FCC Deluged by Net Neutrality Comments Against Web-Killing “Fast Lane” Proposal

17/07/2014 23:52

Source: Yves Smith, Naked Capitalism


Numerous media outlets reported today that the FCC was inundated by last-minute comments on proposed net neutrality rules, and was forced by its server crashing as a result of the volume to extend its deadline to Friday. The agency has received 780,000 comments so far, more than it has ever received on a rule-making, and activists contend the real figure is higher.

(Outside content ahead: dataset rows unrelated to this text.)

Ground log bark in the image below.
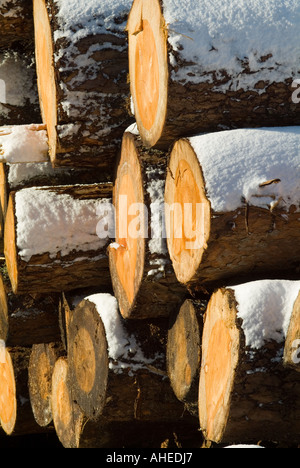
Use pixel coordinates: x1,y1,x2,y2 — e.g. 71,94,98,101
4,183,113,294
167,298,206,417
198,281,300,445
0,346,51,436
164,129,300,293
0,275,61,346
127,0,300,150
33,0,134,170
284,291,300,372
108,130,185,319
0,0,34,48
0,49,41,126
28,342,65,428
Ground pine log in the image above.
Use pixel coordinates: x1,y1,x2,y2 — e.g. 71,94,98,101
164,128,300,293
52,356,200,448
0,0,34,48
28,342,65,428
0,346,51,436
60,295,198,447
167,298,206,417
108,129,185,319
198,280,300,445
67,296,193,420
4,183,113,294
33,0,134,170
0,275,61,346
284,291,300,372
127,0,300,150
0,50,41,126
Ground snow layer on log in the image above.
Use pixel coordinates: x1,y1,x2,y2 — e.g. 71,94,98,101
230,280,300,349
86,293,163,373
7,162,69,187
0,125,48,163
15,187,112,261
162,0,300,89
0,1,23,17
188,126,300,213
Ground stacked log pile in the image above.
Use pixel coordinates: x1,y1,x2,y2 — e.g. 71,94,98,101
0,0,300,449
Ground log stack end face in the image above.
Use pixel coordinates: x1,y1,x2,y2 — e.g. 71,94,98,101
127,0,169,148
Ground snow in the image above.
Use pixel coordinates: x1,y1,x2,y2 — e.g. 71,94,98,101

In case you managed to miss it, the source of ire is a proposal by Chairman Tom Wheeler to allow local broadband companies to charge extra for a fast lane. Users and enterprenuers are concerned that this would allow the pipeline owners to increasingly discriminate as to what content gets access to the fast lane, which would entrench large and powerful content providers. As the New York Times summarized the state of play:

The agency is fine-tuning its rules to secure an open Internet, after a federal-court decision in January said it had to rethink its approach.

After the court ruling, Tom Wheeler, chairman of the F.C.C., proposed a path in step with the court ruling that would explicitly allow “commercially reasonable” deals. Such deals are typically for faster streaming of Internet content between broadband operators — phone and cable companies like Verizon, AT&T and Comcast — and online media distributors like Netflix and Google’s YouTube.

Mr. Wheeler’s plan, according to its many critics, would open the door to a two-tier Internet of fast and slow lanes, with affluent companies and households enjoying premium service and everyone else fighting traffic: a death knell for the open Internet and its democratic ethos of “net neutrality.”

A key development is that the agency is under increasing pressure to designate the Internet as a utility, which would give it the authority to impose rules. Wheeler, a former telecom and cable lobbyist, has, not surprisingly, been loath to take this step.